Como Sócrates disse uma vez: “Nossas maiores bênçãos chegam até nós através da loucura, desde que a loucura nos seja dada pelo dom divino” (Dodds, 1951).
Líderes budistas como Jack Kornfield (1989) sugerem que é melhor rotular esse tipo de experiência sem se identificar totalmente com ela. Ele também recomenda manter um senso de equilíbrio e se ancorar no momento presente, chamando a atenção para o corpo e a terra quando estiver passando por essas experiências.
No cenário ideal, o terapeuta deve, tanto quanto possível, normalizar a experiência e expressá-la de maneira educativa e transformadora. É preferível fazer com que o cliente se sinta anormal. Também é benéfico acentuar o que pode ser aprendido com a situação.
A experiência deve ser vista como um recipiente ou oportunidade de cura, transformação ou crescimento, em vez de algo prejudicial. Em resumo, a principal diferença entre psicose e emergência espiritual tem mais a ver com aquele que a diagnostica e o tratamento sugerido do que qualquer outra coisa.
Infelizmente quando a emergência espiritual é encarada por aquele que a dignostica apenas como uma psicose ignorando os aspectos espirituais, isso pode gerar uma experiência traumática para o indivíduo que está tendo esta experiência pois nestes casos a abordagem é feita apenas através de internações, interdições e tratamentos medicamentosos levando o paciente a crer que está ficando louco o que pode gerar danos muito grandes na vida do mesmo.
Neste caso é muito importante se buscar a opinião e orientação de mais de um especialista para o diagnóstico e tratamento.
Referências:
Dodds, E. (1951).
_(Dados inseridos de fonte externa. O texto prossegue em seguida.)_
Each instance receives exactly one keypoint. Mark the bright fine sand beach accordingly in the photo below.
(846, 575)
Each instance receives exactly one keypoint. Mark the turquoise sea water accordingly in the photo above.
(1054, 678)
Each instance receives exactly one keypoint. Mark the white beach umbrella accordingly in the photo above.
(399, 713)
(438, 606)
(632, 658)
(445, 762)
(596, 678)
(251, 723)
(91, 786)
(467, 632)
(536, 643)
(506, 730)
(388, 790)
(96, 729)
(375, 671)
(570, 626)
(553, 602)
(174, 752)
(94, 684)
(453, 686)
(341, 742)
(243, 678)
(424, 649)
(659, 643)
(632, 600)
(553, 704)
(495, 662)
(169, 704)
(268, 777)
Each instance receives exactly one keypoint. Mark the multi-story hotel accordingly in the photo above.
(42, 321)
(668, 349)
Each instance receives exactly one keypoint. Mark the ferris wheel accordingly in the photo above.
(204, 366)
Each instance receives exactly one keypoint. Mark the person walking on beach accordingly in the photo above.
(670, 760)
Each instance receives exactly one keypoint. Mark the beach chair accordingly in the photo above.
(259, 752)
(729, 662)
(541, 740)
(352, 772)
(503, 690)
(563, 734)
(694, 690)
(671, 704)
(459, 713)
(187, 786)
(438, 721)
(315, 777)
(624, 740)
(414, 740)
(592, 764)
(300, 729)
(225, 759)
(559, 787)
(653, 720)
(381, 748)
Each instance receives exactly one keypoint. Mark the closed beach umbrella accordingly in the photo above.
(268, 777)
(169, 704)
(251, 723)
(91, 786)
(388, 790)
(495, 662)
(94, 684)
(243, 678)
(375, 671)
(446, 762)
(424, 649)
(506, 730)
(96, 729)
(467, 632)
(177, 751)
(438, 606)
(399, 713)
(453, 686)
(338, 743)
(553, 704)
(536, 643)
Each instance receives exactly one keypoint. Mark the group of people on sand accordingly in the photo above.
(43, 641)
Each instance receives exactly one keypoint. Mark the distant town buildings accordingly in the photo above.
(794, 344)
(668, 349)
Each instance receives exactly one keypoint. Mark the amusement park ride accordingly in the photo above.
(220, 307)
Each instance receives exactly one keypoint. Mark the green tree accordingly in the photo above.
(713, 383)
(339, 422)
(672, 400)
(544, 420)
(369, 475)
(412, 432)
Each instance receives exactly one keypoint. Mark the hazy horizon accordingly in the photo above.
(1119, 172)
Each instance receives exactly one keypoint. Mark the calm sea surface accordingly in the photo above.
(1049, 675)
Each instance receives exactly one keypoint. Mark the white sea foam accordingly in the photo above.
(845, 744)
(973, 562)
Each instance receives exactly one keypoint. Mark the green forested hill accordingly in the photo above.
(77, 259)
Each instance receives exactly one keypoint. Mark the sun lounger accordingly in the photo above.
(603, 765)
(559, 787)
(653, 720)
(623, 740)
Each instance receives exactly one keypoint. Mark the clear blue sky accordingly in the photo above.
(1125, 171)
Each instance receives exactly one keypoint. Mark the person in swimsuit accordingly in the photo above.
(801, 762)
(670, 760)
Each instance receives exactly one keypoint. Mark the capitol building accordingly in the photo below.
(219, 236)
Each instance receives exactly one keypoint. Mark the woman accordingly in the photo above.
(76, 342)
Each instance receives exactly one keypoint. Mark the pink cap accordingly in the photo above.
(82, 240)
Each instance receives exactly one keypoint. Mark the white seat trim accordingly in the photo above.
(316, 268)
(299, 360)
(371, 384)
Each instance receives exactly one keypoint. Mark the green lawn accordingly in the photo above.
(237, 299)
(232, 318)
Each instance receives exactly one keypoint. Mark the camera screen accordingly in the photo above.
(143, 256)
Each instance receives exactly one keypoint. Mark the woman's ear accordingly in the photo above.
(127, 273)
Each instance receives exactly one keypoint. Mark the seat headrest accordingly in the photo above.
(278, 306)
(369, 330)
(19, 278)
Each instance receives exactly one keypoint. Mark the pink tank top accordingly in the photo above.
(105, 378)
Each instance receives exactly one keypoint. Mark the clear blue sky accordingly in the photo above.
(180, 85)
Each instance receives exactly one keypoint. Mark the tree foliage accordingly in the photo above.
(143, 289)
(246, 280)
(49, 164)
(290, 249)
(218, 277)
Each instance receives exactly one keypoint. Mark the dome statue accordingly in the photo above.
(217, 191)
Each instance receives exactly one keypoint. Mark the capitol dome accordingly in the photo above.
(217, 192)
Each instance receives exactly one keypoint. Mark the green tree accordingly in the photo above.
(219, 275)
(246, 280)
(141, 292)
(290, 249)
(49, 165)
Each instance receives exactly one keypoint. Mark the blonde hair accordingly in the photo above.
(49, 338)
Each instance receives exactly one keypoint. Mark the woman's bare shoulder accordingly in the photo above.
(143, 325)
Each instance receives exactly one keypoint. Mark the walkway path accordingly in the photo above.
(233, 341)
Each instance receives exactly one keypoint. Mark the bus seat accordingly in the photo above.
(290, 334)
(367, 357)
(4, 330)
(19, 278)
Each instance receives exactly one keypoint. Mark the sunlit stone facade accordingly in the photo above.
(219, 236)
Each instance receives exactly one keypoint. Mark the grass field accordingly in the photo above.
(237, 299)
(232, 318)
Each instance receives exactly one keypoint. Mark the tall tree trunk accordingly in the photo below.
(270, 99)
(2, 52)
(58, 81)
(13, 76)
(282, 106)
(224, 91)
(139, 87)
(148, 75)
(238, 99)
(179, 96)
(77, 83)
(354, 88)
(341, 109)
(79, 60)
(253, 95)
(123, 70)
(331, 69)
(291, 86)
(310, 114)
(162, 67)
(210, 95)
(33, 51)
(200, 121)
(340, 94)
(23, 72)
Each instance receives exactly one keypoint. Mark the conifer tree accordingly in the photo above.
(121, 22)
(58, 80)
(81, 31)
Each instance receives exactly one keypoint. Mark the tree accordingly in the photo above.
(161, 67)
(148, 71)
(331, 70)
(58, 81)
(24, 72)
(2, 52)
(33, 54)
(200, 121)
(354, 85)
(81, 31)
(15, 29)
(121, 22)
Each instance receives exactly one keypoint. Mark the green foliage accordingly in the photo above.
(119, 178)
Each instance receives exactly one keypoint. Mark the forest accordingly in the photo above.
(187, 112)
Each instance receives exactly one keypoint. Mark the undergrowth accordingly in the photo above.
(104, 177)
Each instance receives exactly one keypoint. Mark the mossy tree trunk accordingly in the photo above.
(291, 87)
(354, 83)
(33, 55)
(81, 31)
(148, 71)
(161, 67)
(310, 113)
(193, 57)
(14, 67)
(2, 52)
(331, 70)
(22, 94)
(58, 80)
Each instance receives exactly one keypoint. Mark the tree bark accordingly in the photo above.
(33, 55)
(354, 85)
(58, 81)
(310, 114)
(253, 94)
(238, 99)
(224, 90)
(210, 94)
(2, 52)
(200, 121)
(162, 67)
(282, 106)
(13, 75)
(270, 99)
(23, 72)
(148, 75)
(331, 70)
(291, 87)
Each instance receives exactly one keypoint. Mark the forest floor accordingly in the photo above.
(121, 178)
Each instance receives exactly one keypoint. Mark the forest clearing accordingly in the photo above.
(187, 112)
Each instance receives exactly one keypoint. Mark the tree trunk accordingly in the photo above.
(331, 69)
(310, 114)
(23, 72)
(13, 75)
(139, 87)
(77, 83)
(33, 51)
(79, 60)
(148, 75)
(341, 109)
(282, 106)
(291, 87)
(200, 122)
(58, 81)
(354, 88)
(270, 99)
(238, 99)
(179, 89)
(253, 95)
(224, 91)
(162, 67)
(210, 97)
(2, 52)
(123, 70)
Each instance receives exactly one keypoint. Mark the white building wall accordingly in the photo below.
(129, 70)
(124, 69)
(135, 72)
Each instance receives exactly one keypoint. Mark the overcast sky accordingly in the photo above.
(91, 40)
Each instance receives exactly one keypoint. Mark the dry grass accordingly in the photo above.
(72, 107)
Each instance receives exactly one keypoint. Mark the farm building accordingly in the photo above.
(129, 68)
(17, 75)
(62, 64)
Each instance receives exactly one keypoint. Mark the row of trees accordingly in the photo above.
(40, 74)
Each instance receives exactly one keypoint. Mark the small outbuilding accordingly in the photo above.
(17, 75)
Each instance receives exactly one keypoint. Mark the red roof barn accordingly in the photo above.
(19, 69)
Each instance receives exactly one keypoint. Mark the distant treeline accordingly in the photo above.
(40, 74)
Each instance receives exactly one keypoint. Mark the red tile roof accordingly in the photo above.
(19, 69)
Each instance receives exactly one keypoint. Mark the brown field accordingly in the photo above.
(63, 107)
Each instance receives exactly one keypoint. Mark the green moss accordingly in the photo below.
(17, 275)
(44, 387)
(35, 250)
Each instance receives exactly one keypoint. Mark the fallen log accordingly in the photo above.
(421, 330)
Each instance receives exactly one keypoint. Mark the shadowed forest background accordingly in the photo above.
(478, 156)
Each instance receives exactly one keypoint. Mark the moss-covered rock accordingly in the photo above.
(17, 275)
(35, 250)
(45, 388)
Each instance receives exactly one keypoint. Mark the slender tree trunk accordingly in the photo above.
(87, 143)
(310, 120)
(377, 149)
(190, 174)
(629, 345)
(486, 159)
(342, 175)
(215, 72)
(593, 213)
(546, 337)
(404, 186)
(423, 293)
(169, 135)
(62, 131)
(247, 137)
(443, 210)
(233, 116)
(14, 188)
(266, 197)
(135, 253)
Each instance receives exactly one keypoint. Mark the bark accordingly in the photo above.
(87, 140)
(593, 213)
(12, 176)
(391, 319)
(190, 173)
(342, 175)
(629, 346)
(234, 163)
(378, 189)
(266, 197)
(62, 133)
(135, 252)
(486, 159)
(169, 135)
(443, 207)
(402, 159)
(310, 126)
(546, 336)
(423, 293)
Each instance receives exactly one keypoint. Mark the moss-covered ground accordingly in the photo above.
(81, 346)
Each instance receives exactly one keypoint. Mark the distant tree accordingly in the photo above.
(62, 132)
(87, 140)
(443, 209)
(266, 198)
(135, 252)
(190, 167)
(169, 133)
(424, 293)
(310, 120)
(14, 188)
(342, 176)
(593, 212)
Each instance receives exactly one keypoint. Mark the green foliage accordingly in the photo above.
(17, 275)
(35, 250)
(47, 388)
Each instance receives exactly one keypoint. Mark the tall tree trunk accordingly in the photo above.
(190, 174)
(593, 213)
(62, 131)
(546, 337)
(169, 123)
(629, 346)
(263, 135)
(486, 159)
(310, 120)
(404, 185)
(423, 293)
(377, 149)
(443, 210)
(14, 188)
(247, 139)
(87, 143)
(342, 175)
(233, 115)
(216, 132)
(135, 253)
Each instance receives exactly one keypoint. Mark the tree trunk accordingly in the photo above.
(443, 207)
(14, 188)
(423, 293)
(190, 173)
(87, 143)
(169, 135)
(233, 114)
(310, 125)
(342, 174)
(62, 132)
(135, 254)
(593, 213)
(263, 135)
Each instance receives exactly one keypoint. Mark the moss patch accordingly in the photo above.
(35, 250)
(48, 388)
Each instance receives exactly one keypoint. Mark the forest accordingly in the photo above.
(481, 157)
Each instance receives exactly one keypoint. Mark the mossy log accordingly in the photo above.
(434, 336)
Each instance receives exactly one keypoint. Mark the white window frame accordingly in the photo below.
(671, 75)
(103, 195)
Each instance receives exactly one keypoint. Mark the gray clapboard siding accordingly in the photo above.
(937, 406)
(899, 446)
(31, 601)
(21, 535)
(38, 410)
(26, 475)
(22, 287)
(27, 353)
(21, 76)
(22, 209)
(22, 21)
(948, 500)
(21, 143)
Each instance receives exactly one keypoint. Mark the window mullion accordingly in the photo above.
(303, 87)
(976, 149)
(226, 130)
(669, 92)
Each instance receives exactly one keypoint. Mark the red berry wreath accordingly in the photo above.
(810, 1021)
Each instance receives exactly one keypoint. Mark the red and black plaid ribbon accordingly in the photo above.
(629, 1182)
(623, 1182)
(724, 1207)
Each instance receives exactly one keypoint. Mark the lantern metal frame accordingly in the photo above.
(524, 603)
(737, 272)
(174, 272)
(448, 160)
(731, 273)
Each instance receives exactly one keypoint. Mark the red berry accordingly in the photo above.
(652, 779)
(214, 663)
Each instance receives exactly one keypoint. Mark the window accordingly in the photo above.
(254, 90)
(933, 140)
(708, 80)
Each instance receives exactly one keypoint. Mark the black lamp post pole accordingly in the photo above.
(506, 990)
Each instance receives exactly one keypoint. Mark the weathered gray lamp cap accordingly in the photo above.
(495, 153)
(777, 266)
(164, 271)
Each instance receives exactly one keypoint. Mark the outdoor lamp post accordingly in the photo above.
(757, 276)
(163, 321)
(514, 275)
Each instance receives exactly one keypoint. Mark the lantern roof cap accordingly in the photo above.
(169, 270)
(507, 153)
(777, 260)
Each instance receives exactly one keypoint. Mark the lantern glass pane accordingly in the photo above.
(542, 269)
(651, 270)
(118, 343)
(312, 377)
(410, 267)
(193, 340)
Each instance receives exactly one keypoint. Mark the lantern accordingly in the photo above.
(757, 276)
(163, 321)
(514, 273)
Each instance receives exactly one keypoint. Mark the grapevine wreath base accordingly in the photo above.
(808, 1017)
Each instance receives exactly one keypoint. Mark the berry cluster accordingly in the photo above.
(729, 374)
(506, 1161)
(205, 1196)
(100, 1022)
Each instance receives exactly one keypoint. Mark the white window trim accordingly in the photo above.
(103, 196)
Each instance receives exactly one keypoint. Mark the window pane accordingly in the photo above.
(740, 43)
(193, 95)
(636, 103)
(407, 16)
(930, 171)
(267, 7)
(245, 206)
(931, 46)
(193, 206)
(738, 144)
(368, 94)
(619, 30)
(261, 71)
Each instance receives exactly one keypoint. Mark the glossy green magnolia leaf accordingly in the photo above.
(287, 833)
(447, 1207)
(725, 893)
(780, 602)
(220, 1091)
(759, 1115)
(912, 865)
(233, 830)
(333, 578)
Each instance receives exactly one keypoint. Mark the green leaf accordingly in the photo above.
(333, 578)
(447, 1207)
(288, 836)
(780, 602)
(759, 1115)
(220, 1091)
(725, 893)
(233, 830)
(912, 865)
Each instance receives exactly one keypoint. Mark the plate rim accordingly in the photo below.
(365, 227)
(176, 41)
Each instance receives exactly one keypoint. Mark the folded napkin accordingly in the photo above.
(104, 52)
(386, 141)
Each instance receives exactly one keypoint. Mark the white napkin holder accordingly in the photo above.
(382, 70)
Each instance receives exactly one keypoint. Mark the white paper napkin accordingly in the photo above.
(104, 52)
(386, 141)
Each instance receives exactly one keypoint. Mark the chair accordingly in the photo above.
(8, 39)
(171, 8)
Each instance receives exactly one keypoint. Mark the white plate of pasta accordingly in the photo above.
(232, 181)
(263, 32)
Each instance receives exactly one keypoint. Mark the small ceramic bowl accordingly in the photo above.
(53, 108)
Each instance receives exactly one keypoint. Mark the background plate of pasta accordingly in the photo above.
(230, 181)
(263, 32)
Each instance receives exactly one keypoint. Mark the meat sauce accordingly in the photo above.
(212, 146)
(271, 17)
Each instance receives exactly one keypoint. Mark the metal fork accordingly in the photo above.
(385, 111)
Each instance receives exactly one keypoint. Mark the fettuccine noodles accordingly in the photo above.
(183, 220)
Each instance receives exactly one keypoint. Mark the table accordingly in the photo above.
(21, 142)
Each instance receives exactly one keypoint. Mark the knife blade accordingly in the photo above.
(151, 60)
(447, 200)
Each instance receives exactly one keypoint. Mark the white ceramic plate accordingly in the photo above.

The Greeks and the irrational. Berkeley: University of California Press.
Gortetski, M., Talbourne, M.A., & Storm, L. (2009). “The questionnaire measurement of spiritual emergency.” Journal of Transpersonal Psychology, 41, 81–97.
Grof, S., & Grof, C. (1989). Spiritual emergency: When personal transformation becomes a crisis. New York: St. Martin’s Press.
Kornfield, J. (1989). Obstacles and vicissitudes in spiritual practice. In S. Grof & C. When personal transformation becomes a crisis. New York: St. Martin’s Press.
Wallace, A. (1956). Stress and rapid personality changes. International Record of Medicine. 169(12), 761–774.